Friday, January 1, 2010

CRU #Climategate antics were probably illegal as well as unethical and unscientific

By Garth Paltridge, an atmospheric physicist and former chief research scientist with Australia's CSIRO Division of Atmospheric Research

THE Climategate scandal continues to unfold. The thousands of emails leaked to the internet from the Climate Research Unit of the University of East Anglia reveal a tight-knit, influential group of scientists whose attitude to their profession is, to say the least, distorted.

It seems that a religious belief in disastrous climate change has destroyed their common sense and their appreciation of what is the appropriate way to carry out research.

Climategate may at least demonstrate that the concept of a scientific consensus with regard to global warming is nonsense. There may indeed be thousands of scientists contributing to the reports of the Intergovernmental Panel on Climate Change, but on any particular aspect of the overall story all have to rely on the word of the few scientists who are directly involved. And when the particular aspect concerns experimental data on which the whole story rests, the data purporting to show the world is getting warmer, then the consensus argument is indeed on shaky ground.

On the evidence so far, there is not much doubt that the group of scientists linked to the CRU has behaved fairly badly. Any individual email from the Climategate pile may be explained and excused as a stupid mistake of the time, but when all are taken together it seems obvious enough that there have been lots of violations of what might be called the scientific code. The most glaring examples concern efforts to keep basic sets of data out of the hands of people who may not be sympathetic to the official story about the disastrous nature of global warming. This, when the CRU is specifically paid to collate the data gathered by national meteorological services across the world, and to make the data available to outside scientists to check and to use.

In any event, the CRU information is covered by environmental information regulations that specifically require public bodies in Britain to make their data progressively available to the public by electronic means that are easily accessible.

So the ducking and weaving in the face of reasonable requests for CRU data by outside scientists and indeed in the face of Freedom of Information requests by those same outside scientists may not be just bad scientific form. It may be illegal. Which makes the lukewarm reaction to Climategate by the great and powerful of the scientific establishment even more difficult to swallow. The journal Nature, for instance, has this to say: "If there are benefits to the email theft, one [of those benefits] is to highlight yet again the harassment that denialists inflict on some climate-change researchers, often in the form of endless, time-consuming demands for information under the US and UK Freedom of Information Acts."

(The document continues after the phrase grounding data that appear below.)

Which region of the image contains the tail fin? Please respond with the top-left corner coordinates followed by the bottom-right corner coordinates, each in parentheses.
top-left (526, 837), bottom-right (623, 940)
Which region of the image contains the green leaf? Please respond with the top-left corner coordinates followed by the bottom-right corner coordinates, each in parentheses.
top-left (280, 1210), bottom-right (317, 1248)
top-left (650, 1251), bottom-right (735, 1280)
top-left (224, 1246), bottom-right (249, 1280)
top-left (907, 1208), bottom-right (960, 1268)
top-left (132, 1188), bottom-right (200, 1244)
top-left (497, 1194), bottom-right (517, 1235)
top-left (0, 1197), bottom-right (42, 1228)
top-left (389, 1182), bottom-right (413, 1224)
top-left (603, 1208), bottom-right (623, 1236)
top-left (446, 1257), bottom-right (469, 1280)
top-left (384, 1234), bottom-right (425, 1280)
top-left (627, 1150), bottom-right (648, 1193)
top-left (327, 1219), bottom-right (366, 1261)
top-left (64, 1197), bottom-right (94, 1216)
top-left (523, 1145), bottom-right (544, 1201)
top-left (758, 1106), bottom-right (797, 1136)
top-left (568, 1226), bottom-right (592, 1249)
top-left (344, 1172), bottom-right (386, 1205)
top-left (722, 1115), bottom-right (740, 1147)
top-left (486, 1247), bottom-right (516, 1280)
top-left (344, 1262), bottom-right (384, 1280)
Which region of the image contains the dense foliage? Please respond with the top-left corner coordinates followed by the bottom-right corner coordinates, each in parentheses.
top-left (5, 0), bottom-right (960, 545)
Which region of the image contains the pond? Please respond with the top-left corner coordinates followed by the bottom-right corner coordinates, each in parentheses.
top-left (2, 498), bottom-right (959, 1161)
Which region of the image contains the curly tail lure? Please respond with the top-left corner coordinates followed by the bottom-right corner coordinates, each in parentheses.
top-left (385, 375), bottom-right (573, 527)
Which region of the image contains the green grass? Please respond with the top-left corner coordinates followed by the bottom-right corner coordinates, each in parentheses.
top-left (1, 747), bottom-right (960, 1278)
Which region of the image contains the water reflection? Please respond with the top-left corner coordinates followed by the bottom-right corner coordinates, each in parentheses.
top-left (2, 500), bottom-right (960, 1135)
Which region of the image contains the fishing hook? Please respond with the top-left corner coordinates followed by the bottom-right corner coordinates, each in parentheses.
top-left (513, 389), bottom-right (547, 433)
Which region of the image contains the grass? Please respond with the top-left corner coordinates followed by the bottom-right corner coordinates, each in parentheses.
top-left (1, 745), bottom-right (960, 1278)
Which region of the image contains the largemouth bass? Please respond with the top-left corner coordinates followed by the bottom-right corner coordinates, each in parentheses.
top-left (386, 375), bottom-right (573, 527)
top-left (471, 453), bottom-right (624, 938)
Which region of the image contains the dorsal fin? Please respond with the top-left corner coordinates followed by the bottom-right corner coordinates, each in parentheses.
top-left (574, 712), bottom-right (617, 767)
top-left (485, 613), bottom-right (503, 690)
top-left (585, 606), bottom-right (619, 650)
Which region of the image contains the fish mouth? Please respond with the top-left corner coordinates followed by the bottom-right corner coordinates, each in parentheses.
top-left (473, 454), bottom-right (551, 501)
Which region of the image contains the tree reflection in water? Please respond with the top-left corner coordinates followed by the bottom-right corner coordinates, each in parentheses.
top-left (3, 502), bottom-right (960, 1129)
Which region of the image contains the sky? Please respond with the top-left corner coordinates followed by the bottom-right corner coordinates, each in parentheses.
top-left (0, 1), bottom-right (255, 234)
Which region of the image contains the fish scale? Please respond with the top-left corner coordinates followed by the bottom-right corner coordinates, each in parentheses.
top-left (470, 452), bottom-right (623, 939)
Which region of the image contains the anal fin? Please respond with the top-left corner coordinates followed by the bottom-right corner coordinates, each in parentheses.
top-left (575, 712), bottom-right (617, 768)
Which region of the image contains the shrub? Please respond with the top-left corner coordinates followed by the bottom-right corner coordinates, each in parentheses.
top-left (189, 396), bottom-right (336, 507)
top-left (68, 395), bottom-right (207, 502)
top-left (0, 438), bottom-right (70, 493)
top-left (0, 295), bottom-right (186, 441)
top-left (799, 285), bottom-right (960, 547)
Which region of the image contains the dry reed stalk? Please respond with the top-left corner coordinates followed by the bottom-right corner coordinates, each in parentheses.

Let us ignore the fact that even a prestigious journal such as Nature is happy to label scientific scepticism as the work of "denialists", which is good evidence that the CRU disease has spread far and wide into the general science community. Prior to Climategate, there were probably fewer than a dozen FOI demands to CRU. There would have been no need even for those if the information had been made available when it was first requested.

I said recently in my book The Climate Caper that most scientists simply cannot believe that their colleagues would deliberately oversell a scientific conclusion for the benefit of a political cause. Dishonesty of that nature would fly in the face of everything that the rather idealistic typical scientist has been taught about his profession.

Perhaps Climategate will provide a medium for introducing typical scientists to the real world and perhaps as well it will re-introduce them to the idea that scepticism is the basis of the profession.